Genau daran fehlte es im vorliegenden Fall. Der Makler hatte auf seiner Website einen Button mit der Aufschrift „Senden" verwendet. Für die Richter ist das nicht ausreichend. Das Gesetz verlangt eine unmissverständliche Formulierung, etwa „zahlungspflichtig bestellen". Wird diese Vorgabe nicht eingehalten, ist der Vertrag laut BGH nicht nur vorläufig, sondern endgültig unwirksam.
Was Makler nun beachten müssen
Das Urteil macht deutlich, wie streng die gesetzlichen Vorgaben für Online-Vertragsabschlüsse inzwischen sind. Die Konsequenz für Makler: Auf der Seite, über die Immobilien-Interessenten Exposés oder weitere Informationen anfordern können, muss der entscheidende Button klar auf eine Zahlungspflicht hinweisen – zum Beispiel durch Formulierungen wie „provisionspflichtig beauftragen".

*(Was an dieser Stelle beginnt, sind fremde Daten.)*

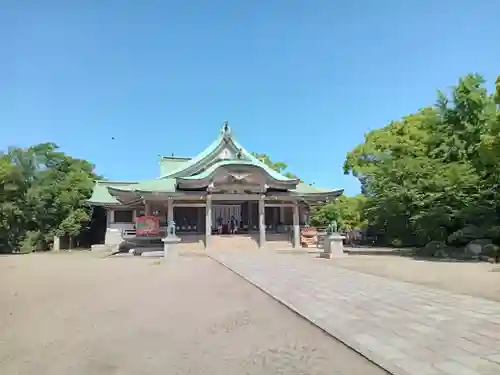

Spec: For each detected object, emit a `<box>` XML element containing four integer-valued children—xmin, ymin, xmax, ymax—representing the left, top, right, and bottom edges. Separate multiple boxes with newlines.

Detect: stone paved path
<box><xmin>212</xmin><ymin>252</ymin><xmax>500</xmax><ymax>375</ymax></box>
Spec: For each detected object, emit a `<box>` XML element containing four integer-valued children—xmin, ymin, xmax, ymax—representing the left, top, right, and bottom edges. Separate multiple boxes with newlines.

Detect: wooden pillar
<box><xmin>205</xmin><ymin>194</ymin><xmax>212</xmax><ymax>249</ymax></box>
<box><xmin>247</xmin><ymin>201</ymin><xmax>253</xmax><ymax>233</ymax></box>
<box><xmin>167</xmin><ymin>197</ymin><xmax>174</xmax><ymax>226</ymax></box>
<box><xmin>259</xmin><ymin>195</ymin><xmax>266</xmax><ymax>249</ymax></box>
<box><xmin>293</xmin><ymin>202</ymin><xmax>300</xmax><ymax>249</ymax></box>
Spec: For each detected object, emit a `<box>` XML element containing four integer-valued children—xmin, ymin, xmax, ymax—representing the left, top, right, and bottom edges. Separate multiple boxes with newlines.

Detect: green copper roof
<box><xmin>160</xmin><ymin>123</ymin><xmax>298</xmax><ymax>182</ymax></box>
<box><xmin>290</xmin><ymin>182</ymin><xmax>344</xmax><ymax>195</ymax></box>
<box><xmin>88</xmin><ymin>181</ymin><xmax>136</xmax><ymax>205</ymax></box>
<box><xmin>160</xmin><ymin>156</ymin><xmax>192</xmax><ymax>176</ymax></box>
<box><xmin>160</xmin><ymin>133</ymin><xmax>224</xmax><ymax>178</ymax></box>
<box><xmin>110</xmin><ymin>178</ymin><xmax>177</xmax><ymax>193</ymax></box>
<box><xmin>180</xmin><ymin>159</ymin><xmax>298</xmax><ymax>183</ymax></box>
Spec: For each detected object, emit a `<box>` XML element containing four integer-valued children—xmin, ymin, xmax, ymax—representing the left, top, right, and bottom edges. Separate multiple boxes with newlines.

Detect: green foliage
<box><xmin>310</xmin><ymin>202</ymin><xmax>343</xmax><ymax>229</ymax></box>
<box><xmin>310</xmin><ymin>194</ymin><xmax>366</xmax><ymax>229</ymax></box>
<box><xmin>0</xmin><ymin>143</ymin><xmax>97</xmax><ymax>252</ymax></box>
<box><xmin>344</xmin><ymin>74</ymin><xmax>500</xmax><ymax>245</ymax></box>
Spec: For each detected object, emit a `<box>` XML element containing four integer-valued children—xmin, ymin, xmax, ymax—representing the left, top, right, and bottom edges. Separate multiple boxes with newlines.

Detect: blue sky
<box><xmin>0</xmin><ymin>0</ymin><xmax>500</xmax><ymax>194</ymax></box>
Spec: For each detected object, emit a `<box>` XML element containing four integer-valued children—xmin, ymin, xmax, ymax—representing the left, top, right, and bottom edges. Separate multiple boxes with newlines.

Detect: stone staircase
<box><xmin>210</xmin><ymin>234</ymin><xmax>259</xmax><ymax>250</ymax></box>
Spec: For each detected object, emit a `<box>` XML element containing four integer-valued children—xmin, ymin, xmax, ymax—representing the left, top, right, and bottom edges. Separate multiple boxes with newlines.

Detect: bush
<box><xmin>391</xmin><ymin>238</ymin><xmax>403</xmax><ymax>247</ymax></box>
<box><xmin>481</xmin><ymin>244</ymin><xmax>500</xmax><ymax>258</ymax></box>
<box><xmin>416</xmin><ymin>241</ymin><xmax>446</xmax><ymax>257</ymax></box>
<box><xmin>447</xmin><ymin>225</ymin><xmax>486</xmax><ymax>246</ymax></box>
<box><xmin>485</xmin><ymin>225</ymin><xmax>500</xmax><ymax>244</ymax></box>
<box><xmin>19</xmin><ymin>231</ymin><xmax>43</xmax><ymax>253</ymax></box>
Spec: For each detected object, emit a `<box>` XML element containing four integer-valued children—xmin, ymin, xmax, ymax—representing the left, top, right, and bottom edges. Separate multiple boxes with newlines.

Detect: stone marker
<box><xmin>320</xmin><ymin>233</ymin><xmax>345</xmax><ymax>259</ymax></box>
<box><xmin>162</xmin><ymin>220</ymin><xmax>181</xmax><ymax>261</ymax></box>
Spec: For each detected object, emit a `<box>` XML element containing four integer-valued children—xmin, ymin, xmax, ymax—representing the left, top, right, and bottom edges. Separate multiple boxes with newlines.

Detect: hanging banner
<box><xmin>135</xmin><ymin>216</ymin><xmax>160</xmax><ymax>236</ymax></box>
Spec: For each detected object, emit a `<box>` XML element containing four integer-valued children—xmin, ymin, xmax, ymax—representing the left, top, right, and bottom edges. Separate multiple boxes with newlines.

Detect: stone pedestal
<box><xmin>320</xmin><ymin>233</ymin><xmax>345</xmax><ymax>259</ymax></box>
<box><xmin>162</xmin><ymin>236</ymin><xmax>181</xmax><ymax>261</ymax></box>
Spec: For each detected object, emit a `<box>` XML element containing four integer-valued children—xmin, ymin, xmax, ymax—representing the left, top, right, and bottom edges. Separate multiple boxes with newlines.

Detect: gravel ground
<box><xmin>322</xmin><ymin>255</ymin><xmax>500</xmax><ymax>301</ymax></box>
<box><xmin>0</xmin><ymin>253</ymin><xmax>386</xmax><ymax>375</ymax></box>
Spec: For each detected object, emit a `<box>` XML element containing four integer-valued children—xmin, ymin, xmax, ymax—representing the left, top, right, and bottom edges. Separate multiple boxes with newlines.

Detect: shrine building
<box><xmin>89</xmin><ymin>122</ymin><xmax>343</xmax><ymax>249</ymax></box>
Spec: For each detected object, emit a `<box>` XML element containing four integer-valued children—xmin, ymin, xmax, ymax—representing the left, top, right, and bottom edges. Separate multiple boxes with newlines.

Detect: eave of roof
<box><xmin>177</xmin><ymin>160</ymin><xmax>299</xmax><ymax>186</ymax></box>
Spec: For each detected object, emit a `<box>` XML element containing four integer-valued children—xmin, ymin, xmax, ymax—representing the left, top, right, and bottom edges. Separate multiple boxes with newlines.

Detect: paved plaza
<box><xmin>0</xmin><ymin>252</ymin><xmax>386</xmax><ymax>375</ymax></box>
<box><xmin>212</xmin><ymin>252</ymin><xmax>500</xmax><ymax>375</ymax></box>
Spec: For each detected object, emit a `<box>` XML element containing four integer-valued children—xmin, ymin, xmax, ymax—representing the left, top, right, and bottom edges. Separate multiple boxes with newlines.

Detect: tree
<box><xmin>0</xmin><ymin>143</ymin><xmax>97</xmax><ymax>252</ymax></box>
<box><xmin>310</xmin><ymin>194</ymin><xmax>366</xmax><ymax>229</ymax></box>
<box><xmin>344</xmin><ymin>74</ymin><xmax>500</xmax><ymax>245</ymax></box>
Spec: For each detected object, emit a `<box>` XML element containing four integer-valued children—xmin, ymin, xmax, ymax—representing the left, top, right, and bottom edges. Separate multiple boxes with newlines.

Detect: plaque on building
<box><xmin>135</xmin><ymin>216</ymin><xmax>160</xmax><ymax>236</ymax></box>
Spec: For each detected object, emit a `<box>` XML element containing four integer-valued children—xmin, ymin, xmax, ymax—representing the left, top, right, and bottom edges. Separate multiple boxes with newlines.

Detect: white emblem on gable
<box><xmin>219</xmin><ymin>148</ymin><xmax>232</xmax><ymax>159</ymax></box>
<box><xmin>231</xmin><ymin>173</ymin><xmax>250</xmax><ymax>181</ymax></box>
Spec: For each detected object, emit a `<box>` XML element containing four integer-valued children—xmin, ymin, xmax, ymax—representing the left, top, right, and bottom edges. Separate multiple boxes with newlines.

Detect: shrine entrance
<box><xmin>212</xmin><ymin>204</ymin><xmax>242</xmax><ymax>234</ymax></box>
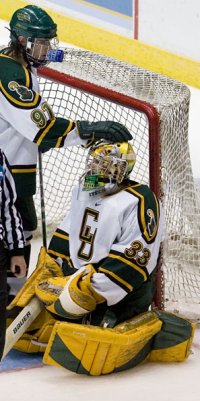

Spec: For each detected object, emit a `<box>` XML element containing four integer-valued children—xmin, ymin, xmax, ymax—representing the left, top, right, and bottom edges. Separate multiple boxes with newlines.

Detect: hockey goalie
<box><xmin>8</xmin><ymin>140</ymin><xmax>194</xmax><ymax>375</ymax></box>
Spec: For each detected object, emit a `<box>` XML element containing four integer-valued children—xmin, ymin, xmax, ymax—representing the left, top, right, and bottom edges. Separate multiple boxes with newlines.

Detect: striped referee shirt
<box><xmin>0</xmin><ymin>149</ymin><xmax>25</xmax><ymax>256</ymax></box>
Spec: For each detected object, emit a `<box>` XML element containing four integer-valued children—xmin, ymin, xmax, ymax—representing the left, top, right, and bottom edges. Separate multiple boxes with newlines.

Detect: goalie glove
<box><xmin>35</xmin><ymin>265</ymin><xmax>105</xmax><ymax>319</ymax></box>
<box><xmin>76</xmin><ymin>121</ymin><xmax>132</xmax><ymax>145</ymax></box>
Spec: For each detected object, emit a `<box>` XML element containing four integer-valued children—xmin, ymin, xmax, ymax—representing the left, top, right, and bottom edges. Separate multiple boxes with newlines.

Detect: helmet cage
<box><xmin>10</xmin><ymin>5</ymin><xmax>58</xmax><ymax>67</ymax></box>
<box><xmin>83</xmin><ymin>141</ymin><xmax>135</xmax><ymax>191</ymax></box>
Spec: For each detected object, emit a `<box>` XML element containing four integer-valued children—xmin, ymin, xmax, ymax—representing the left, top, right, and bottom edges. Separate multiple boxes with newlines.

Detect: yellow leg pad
<box><xmin>13</xmin><ymin>319</ymin><xmax>55</xmax><ymax>353</ymax></box>
<box><xmin>148</xmin><ymin>311</ymin><xmax>195</xmax><ymax>362</ymax></box>
<box><xmin>43</xmin><ymin>312</ymin><xmax>162</xmax><ymax>375</ymax></box>
<box><xmin>7</xmin><ymin>247</ymin><xmax>63</xmax><ymax>310</ymax></box>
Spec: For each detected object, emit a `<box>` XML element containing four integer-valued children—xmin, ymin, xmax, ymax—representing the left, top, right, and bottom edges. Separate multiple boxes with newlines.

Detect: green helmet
<box><xmin>10</xmin><ymin>5</ymin><xmax>57</xmax><ymax>40</ymax></box>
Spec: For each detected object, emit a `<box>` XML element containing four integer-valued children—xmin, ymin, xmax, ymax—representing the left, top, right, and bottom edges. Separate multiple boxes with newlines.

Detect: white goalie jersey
<box><xmin>48</xmin><ymin>181</ymin><xmax>163</xmax><ymax>305</ymax></box>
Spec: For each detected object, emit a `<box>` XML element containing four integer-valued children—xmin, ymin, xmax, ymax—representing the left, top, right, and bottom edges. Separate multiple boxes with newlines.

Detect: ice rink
<box><xmin>0</xmin><ymin>17</ymin><xmax>200</xmax><ymax>401</ymax></box>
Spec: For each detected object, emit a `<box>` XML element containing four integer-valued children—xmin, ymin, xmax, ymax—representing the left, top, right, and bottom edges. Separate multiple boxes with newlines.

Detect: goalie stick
<box><xmin>2</xmin><ymin>297</ymin><xmax>44</xmax><ymax>360</ymax></box>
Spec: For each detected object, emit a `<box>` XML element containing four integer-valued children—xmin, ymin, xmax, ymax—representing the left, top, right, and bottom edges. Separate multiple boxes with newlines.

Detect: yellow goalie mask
<box><xmin>81</xmin><ymin>140</ymin><xmax>136</xmax><ymax>191</ymax></box>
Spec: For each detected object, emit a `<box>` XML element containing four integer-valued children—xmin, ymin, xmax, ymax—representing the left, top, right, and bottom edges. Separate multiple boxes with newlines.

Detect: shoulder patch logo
<box><xmin>0</xmin><ymin>164</ymin><xmax>5</xmax><ymax>182</ymax></box>
<box><xmin>8</xmin><ymin>81</ymin><xmax>33</xmax><ymax>102</ymax></box>
<box><xmin>147</xmin><ymin>209</ymin><xmax>156</xmax><ymax>237</ymax></box>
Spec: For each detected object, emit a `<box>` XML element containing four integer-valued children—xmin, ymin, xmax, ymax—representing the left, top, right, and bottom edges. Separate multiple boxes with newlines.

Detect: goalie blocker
<box><xmin>4</xmin><ymin>248</ymin><xmax>195</xmax><ymax>375</ymax></box>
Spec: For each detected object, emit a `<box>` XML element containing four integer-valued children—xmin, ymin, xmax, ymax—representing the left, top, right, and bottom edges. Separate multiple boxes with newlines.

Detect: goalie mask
<box><xmin>82</xmin><ymin>141</ymin><xmax>136</xmax><ymax>191</ymax></box>
<box><xmin>10</xmin><ymin>5</ymin><xmax>58</xmax><ymax>68</ymax></box>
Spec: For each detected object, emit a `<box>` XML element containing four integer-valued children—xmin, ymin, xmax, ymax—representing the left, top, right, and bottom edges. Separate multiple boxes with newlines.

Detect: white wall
<box><xmin>139</xmin><ymin>0</ymin><xmax>200</xmax><ymax>61</ymax></box>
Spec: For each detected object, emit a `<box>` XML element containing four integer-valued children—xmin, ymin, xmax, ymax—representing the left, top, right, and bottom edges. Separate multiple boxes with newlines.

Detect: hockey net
<box><xmin>35</xmin><ymin>48</ymin><xmax>200</xmax><ymax>320</ymax></box>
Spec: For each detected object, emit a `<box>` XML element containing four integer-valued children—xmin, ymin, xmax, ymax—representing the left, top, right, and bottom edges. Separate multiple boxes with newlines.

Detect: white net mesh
<box><xmin>35</xmin><ymin>49</ymin><xmax>200</xmax><ymax>319</ymax></box>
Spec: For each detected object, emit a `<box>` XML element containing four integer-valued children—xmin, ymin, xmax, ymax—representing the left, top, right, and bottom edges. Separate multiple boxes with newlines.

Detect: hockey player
<box><xmin>0</xmin><ymin>149</ymin><xmax>26</xmax><ymax>360</ymax></box>
<box><xmin>0</xmin><ymin>5</ymin><xmax>131</xmax><ymax>298</ymax></box>
<box><xmin>9</xmin><ymin>140</ymin><xmax>194</xmax><ymax>375</ymax></box>
<box><xmin>38</xmin><ymin>141</ymin><xmax>163</xmax><ymax>327</ymax></box>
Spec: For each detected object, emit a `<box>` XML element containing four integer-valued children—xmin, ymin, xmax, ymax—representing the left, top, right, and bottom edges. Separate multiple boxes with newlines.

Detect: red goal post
<box><xmin>35</xmin><ymin>48</ymin><xmax>200</xmax><ymax>319</ymax></box>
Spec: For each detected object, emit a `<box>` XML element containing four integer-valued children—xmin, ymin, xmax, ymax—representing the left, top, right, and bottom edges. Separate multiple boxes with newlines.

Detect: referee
<box><xmin>0</xmin><ymin>149</ymin><xmax>26</xmax><ymax>360</ymax></box>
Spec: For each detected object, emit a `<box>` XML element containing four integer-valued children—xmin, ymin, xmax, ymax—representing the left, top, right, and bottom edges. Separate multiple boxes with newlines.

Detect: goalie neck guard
<box><xmin>81</xmin><ymin>140</ymin><xmax>136</xmax><ymax>192</ymax></box>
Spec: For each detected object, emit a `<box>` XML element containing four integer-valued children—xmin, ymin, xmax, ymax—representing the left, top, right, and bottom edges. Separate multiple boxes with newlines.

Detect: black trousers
<box><xmin>0</xmin><ymin>241</ymin><xmax>8</xmax><ymax>360</ymax></box>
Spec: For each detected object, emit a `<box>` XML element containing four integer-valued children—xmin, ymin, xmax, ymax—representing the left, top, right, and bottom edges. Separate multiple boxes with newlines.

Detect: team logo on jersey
<box><xmin>8</xmin><ymin>81</ymin><xmax>33</xmax><ymax>102</ymax></box>
<box><xmin>147</xmin><ymin>209</ymin><xmax>157</xmax><ymax>237</ymax></box>
<box><xmin>0</xmin><ymin>164</ymin><xmax>5</xmax><ymax>182</ymax></box>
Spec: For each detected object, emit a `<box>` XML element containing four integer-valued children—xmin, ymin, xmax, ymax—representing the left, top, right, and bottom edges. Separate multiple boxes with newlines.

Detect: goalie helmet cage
<box><xmin>35</xmin><ymin>48</ymin><xmax>200</xmax><ymax>320</ymax></box>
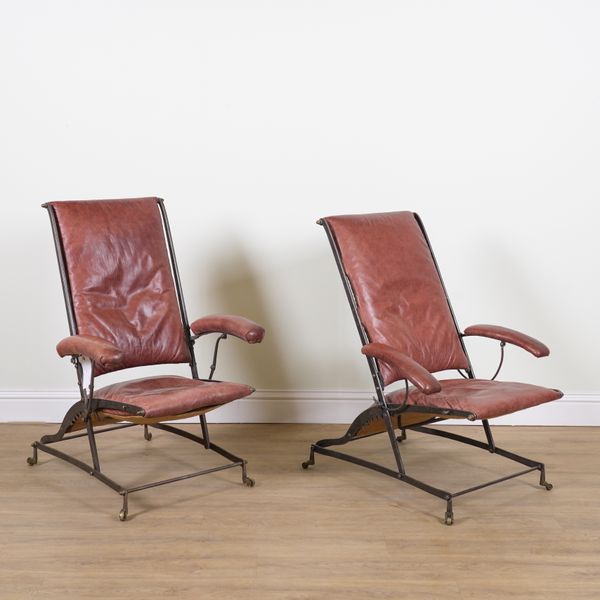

Unklare oder missverständliche Beschriftungen führen dazu, dass der Makleranspruch vollständig entfällt. Für Verbraucher bedeutet das mehr Transparenz und bessere Kontrolle darüber, wann tatsächlich ein kostenpflichtiger Vertrag zustande kommt. Makler hingegen sollten ihre digitalen Prozesse überprüfen, um keinen Provisionsanspruch durch formale Fehler zu verlieren.